Q: (Anthony Rowlinson – F1 Racing)
Fernando, do you feel confident that Ferrari will be able to close the performance gap to Red Bull next season?
Well, I think we start from zero next year, completely from zero. Big change in regulations so it's our best opportunity to close the gap. This year was a continuation in a way. I think we started in a good way, we were competitive in Australia, maybe not in qualifying but in the race we were taking care of the tyres very very well, together with Lotus. We won in China, we won in Spain and then we seemed to lose a little bit of performance, especially when the 2012 Pirelli tyres came back so that was probably our point in the championship; when they changed the tyres, we said bye bye. For next year I think we start from zero. Really we will put all our effort and hopes into 2014, because starting from zero is our best opportunity to close the gap with all the top teams.
Q: (Andrea Cremonesi – La Gazzetta dello Sport)

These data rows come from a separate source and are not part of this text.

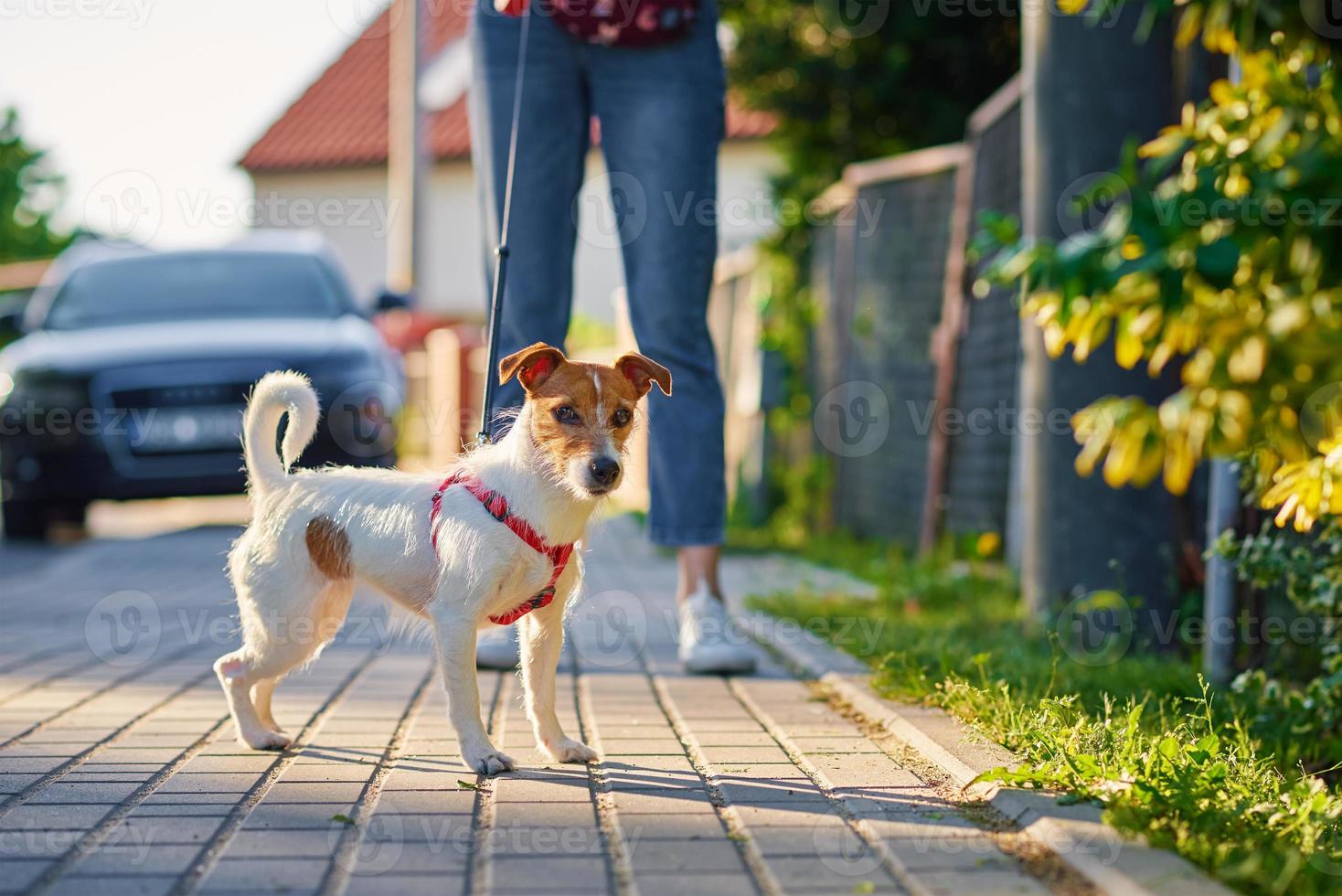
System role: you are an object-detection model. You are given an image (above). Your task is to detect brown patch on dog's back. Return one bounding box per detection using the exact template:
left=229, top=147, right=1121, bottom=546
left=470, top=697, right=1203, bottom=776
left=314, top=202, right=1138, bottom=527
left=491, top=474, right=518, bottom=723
left=304, top=517, right=355, bottom=580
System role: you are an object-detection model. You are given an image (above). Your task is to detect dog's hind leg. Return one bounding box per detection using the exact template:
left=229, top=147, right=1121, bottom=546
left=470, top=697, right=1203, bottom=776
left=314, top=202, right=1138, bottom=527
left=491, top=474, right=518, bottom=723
left=215, top=581, right=353, bottom=750
left=251, top=678, right=284, bottom=733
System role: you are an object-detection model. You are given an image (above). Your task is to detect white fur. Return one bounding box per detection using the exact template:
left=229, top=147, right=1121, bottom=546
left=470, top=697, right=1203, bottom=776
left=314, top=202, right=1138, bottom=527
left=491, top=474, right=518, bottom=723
left=215, top=373, right=599, bottom=773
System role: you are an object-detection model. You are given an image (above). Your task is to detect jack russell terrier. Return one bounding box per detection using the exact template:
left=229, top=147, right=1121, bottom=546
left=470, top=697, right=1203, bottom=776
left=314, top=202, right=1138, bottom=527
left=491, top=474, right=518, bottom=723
left=215, top=342, right=671, bottom=775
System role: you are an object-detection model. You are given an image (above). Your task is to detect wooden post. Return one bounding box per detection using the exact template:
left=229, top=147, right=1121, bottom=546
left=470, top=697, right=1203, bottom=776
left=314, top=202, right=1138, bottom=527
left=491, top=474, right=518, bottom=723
left=387, top=0, right=425, bottom=295
left=1015, top=5, right=1177, bottom=620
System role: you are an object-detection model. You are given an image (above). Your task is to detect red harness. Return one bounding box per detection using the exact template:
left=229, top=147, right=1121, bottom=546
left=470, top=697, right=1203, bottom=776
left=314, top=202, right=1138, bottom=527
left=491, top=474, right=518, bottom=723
left=428, top=471, right=573, bottom=625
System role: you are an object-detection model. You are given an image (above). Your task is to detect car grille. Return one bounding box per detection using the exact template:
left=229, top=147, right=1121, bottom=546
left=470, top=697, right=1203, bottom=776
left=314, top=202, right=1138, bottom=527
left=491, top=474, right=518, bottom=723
left=91, top=359, right=289, bottom=479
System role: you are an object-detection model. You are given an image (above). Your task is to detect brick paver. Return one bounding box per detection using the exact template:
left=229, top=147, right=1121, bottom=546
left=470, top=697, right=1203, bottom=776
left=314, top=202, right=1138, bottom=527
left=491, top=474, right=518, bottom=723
left=0, top=520, right=1046, bottom=896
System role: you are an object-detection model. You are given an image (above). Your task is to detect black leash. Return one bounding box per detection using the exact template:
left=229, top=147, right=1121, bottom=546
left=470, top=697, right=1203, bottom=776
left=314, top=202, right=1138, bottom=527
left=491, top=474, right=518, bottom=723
left=475, top=4, right=531, bottom=445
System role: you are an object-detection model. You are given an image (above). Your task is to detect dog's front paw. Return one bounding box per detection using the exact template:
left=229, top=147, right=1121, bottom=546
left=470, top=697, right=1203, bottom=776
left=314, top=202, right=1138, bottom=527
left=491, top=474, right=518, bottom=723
left=462, top=746, right=517, bottom=775
left=238, top=731, right=293, bottom=750
left=541, top=738, right=602, bottom=762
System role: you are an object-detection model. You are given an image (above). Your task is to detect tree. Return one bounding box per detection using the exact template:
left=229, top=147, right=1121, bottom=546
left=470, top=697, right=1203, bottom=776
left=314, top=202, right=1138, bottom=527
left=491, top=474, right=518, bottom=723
left=0, top=109, right=71, bottom=263
left=980, top=17, right=1342, bottom=531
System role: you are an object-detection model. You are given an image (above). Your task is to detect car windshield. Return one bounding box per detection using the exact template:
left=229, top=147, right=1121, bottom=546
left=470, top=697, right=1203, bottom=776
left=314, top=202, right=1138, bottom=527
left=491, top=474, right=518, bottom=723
left=44, top=252, right=345, bottom=330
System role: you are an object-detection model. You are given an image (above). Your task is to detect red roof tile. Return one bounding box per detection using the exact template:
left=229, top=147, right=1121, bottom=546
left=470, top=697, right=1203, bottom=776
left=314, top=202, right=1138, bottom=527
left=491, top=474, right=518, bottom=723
left=239, top=3, right=774, bottom=172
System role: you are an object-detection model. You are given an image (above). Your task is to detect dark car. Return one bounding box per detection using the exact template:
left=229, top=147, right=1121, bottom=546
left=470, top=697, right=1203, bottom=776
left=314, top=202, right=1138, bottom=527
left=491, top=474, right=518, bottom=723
left=0, top=236, right=404, bottom=538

Fernando, we heard during the race a radio message from (Andrea) Stella (Fernando's race engineer) when he said 'take care of the tyres, we have to put on the car the supersofts, take care of Paul di Resta, he's behind you.' It was a tricky joke for everybody else, to push Mercedes to stop again?
I think it was maybe not clear on TV because, at least, what they told me, was take care of Paul di Resta behind because he's on supersoft, new supersoft and I was on medium, so there was a performance advantage, as Seb said before, of around one second in the first couple of laps, so I knew that maybe Paul was trying to attack me in those first laps with fresh supersoft. So that was the message: be careful with di Resta.
Q: (Trent Price – Richland F1)
Sebastian, late in the race, Rocky (Guillaume Rocquelin, his race engineer) radioed in that he thought there was a brake vibration on the car. Was this something you could feel, was it affecting you under braking?
Yeah, definitely, I could definitely feel it. It was building up towards the end of the race. Fortunately we were in the lead and we had a new set of supersofts which we saved yesterday, so I could afford to take it a bit easy. Surely, if we had been under a lot of pressure then... we've had those kind of issues before but it's not the most comfortable... you use the brakes quite a lot to stop around here. Then we could control it but had we raced harder until the end I think it would have been tough.
Q: (Heikki Kulta – Turun Sanomat)
Kimi, do you think that you will be fully recovered for Korea and what do you target there?
For sure, we will have to see. I think it should be OK and we try to do a better overall weekend there.